孟兰亭答应了,正要进屋去,门口有人敲门。
周太太去开门,露出惊喜之色:“松舟!好些时候没见你了!快进来。”
奚松舟面带笑容,朝周太太点了点头,走了进来。
孟兰亭也闻声而出,微笑着,和他打了声招呼。
奚松舟坐下后,仿佛有些心神不宁,起先没有说话。
周太太看了两人一眼,借故退回到了自己的屋里。
客厅里,剩下了孟兰亭和奚松舟。
周围十分安静。墙上的那面时钟,秒针走动发出的滴滴答答之声,清晰入耳。
“松舟,有事吗?”
孟兰亭打破了沉寂,问道。
奚松舟抬起眼,凝视着孟兰亭带着微笑的脸,沉默了片刻,说:“恭喜你,也祝福你和恪之。给你们准备的结婚贺礼,我已送去了冯家。”
“谢谢你的祝福。”
孟兰亭向他道谢,真心实意。
他点了点头,又从带过来的包里取出几本书和杂志资料,放到桌上,说:“这是我搜集的一些今年国外关于数学的最新研究资料,不知道你以后还有没有用。想着既然到了,还是给你送过来。”
孟兰亭拿起来其中的一本,翻开浏览了下,抬起头。
“谢谢你松舟,非常有用!”
奚松舟脸上露出笑容:“有用就好。”
他再次陷入沉默,随后站了起来。
“我也没别的事了,不打扰你休息了。
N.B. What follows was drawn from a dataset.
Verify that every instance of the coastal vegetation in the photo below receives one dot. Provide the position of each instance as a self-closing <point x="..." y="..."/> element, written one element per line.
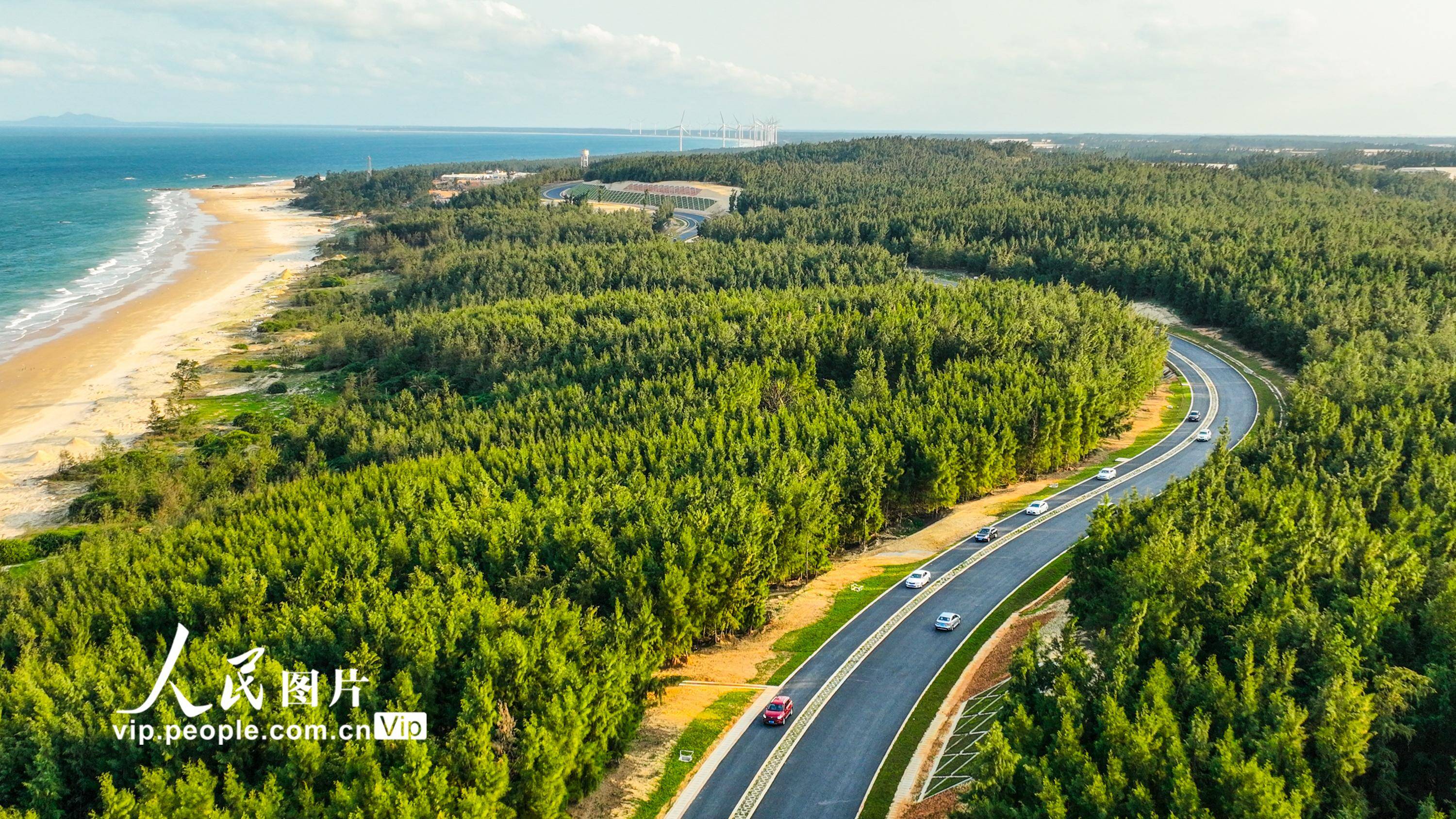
<point x="564" y="450"/>
<point x="561" y="453"/>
明天的婚礼,我大约有事,无法出席,祝福你们。”
他朝孟兰亭点了点头,转身朝外走去。
“我送送你吧。”
孟兰亭放下手里的书,跟着送了出去。
两人沿着巷子朝外走去。走到一半的时候,奚松舟忽然停下了脚步。
“兰亭,其实还有件事,刚才没和你说。我接受了美国芝大发的一个职位邀请,过几天就要出国了。短时间内,大约不会回来了。”
孟兰亭微微一怔,随即笑道:“那就该我恭喜你了。作为朋友,我很高兴你有这样能够发挥所长的机会,你应该去的。”
巷子里光线昏暗,幽阒一片。
奚松舟注视着孟兰亭,忽然加重语气,几乎一字一字地说:“兰亭,说实话,我到现在还是无法相信,你会在这个时候选择结婚,嫁给恪之。”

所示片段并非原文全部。